The filename for a "string" input is undefined. Use
'set_filename()' to define this parameter.
=cut
=head2 count_words
Counts the number of words contained within the text of the document. In order to use properly first instantiate a Document object with a file or a string, then call this method on it.
=cut
=head2 print
print
Prints the contents of Document to standard output
=cut
=head2 save
save(file => 'out.txt', type => 'text')
Saves the contents of Document to a file.
=cut
=head2 strip_html
strip_html
Removes all tags from html of Document. Resulting string is saved as the text of Document,
then returned.
=cut
=head2 get_sent
get_sent
Depricated. Use get_sentences instead. Returns sentences of the document
=cut
=head2 get_sentences
Returns the sentences of the document.
=cut
=head2 get_id
get_id
Returns the id of Document
=cut
=head2 get_class
$class = $docref->get_class()
Returns the class label of Document (for use in text classification).
=cut
=head2 get_parent_document
get_parent_document
Returns the parent document of the document.
Used if the document is a sentence or line taken from another document
to allow backtracking to the original document.
=cut
=head2 set_parent_document
set_parent_document
Sets the parent document of the document.
Used if the document is a sentence or line taken from another document
to allow backtracking to the original document.
=cut
=head2 split_into_words
Returns the list of words in the document. Defaults to the text of the document
but can be set to stem or html by passing an optional type argument:
split_into_words(type => 'stem')
=cut
=head2 get_unique_words(type => 'stem')
Returns a list of unique words in the document. Defaults to extracting these words
from the the stemmed version of the document, but can be set to text or html by
passing an optional type argument: get_unique_words(type => 'stem')
=cut
=head2 set_id
set_id(id => 'new_id')
Sets the id of Document.
=cut
=head2 set_class
$docref->set_class('label')
Sets the class label of Document.
=cut
=head2 get_xml
Returns the xml value of a document.
=cut
=head2 get_text
Returns the text value of a document.
=cut
=head2 get_html
Returns the html value of a document.
=cut
=head2 get_stem
get_stem()
Returns the stemmed version of the Document. If the text has not already
been stemmed, it will first call stem() and then save and return the results.
=cut
=head2 stem
Stems the Document text
=cut
=head2 stem_keep_newlines
stem_keep_newlines
Stems the document, but without removing the newlines. This is needed by some methods
to track where a word came from or to treat lines individually. Saves the result as the
stemmed version of the document, then returns it
=cut
=head2 split_into_lines
split_into_lines()
Splits the document into an array at newlines
=cut
=head2 split_into_sentences
split_into_sentences()
Splits the document into an array of sentences (uses Text::Sentence to split the document)
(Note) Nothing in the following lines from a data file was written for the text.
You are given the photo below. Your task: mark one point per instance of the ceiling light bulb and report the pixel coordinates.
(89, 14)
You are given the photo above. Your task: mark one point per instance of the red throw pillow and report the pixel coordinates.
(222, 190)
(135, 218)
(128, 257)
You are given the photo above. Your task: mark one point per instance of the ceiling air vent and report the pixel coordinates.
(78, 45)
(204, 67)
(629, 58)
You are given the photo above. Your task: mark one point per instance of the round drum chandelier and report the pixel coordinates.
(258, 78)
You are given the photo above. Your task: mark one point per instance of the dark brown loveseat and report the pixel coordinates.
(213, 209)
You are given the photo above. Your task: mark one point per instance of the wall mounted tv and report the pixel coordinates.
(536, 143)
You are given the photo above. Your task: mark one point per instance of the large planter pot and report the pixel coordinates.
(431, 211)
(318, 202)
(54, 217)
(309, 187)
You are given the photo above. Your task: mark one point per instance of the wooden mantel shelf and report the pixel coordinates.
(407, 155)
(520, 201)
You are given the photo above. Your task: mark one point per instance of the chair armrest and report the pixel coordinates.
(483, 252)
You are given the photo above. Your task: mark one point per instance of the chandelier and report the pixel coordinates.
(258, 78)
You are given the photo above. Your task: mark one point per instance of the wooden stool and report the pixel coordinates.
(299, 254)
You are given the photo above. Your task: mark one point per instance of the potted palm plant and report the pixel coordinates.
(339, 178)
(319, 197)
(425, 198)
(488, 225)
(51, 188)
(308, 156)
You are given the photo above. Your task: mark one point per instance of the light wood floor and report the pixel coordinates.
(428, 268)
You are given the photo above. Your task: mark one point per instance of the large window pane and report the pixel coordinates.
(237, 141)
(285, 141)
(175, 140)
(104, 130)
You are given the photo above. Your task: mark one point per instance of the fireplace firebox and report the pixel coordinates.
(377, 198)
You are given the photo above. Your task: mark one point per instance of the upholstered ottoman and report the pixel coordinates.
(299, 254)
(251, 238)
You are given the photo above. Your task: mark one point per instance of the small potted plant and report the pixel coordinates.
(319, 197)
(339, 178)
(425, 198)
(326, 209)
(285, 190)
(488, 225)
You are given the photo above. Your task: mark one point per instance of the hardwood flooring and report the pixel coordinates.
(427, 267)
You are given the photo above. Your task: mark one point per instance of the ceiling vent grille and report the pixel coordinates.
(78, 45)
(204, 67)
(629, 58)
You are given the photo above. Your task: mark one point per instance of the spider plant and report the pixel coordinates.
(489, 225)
(A future version will allow the user to specify via lib/Clair/Config.pm whether they'd prefer to use MxTerminator over Text::Sentence.) =cut
=head2 filter_sentences
filter_sentences( matches => "regex" ) filter_sentences( test => $sub )
Applies a filter to the sentences in this document and returns a new Clair::Document containing the sentences that passed the filter. The filter can either be a regular expression (with the matches parameter) or a subroutine references (with the test parameter). The id of the new document will be the same as the original document (if the original id is defined).
=cut
=head2 xml_to_text
xml_to_text
Converts an XML document to text.
=head2 tf
tf( type => "stem" )
Splits the document into terms of the given type, then returns a hash containing the term frequencies.
=cut
=head2 sentence_count
Returns the total number of sentences in this document.
=cut
=head2 sentence_index_in_range($i)
Returns true of there is a sentence with index $i, false otherwise. Sentence indexing starts at 0.
=cut
=head2 set_sentence_feature($i, %features)
Sets the given features for sentence with index $i. Returns undef if $i insn't
in the sentence range or if no features are given. Otherwise returns the
number of features added to the given sentence. %features should be a hash
mapping names to values. For example,
set_sentence_feature(1, f1 => 1, f2 => 0.5, f3 => "red") sets those features
to the second sentence.
=cut
=head2 get_sentence_features($i)
Returns a hash mapping the feature names to values of the given sentence.
Returns undef if the sentence index is out of range.
=cut
=head2 get_sentence_feature($i, $name)
Returns the value of the given feature for the given sentence. Returns undef
if the index is out of range or if the feature isn't defined for the sentence.
=cut
=head2 remove_sentence_features()
Removes all features from every sentence.
=cut
=head2 remove_sentence_feature($i, $name)
Removes the given feature from the given sentence. Returns true if succesfully removed, returns undef otherwise.
=cut
=head2 compute_sentence_features( f1 => $subref1, f2 => $subref2, ... )
Computes the specified features for each sentence in the document by calling $self->compute_sentence_feature(fN => $subrefN) for each feature.
=cut
=head2 compute_sentence_feature( name => $name, feature => $subref, normalize => 1 )
Computes the given feature for each sentence in the document. The feature parameter should be a reference to a subroutine. The subroutine will be called with the following parameters defined:
=over 4
=item * document - A reference to the document object
=item * sentence - The sentence text
=item * sentence_index - The index of the sentence
=item * state - A hash reference that is kept in memory between calls to the subroutine. This lets $subref save precomputed values or keep track of inter-sentence relationships.
=back
A feature subroutine should return a value. Any exceptions thrown by the feature subroutine will be caught and a warning will be shown. If a feature subroutine returns an undefined value, the feature will not be set and a warning will be shown. This method returns undef if either name or feature are not defined.
The normalize parameter, if set to a true value, will scale the values of this feature so that the minimum value is 0 and the maximum value is 1. Nothing will happen if any of the feature values are non-numeric.
=cut
=head2 normalize_sentence_features(@names)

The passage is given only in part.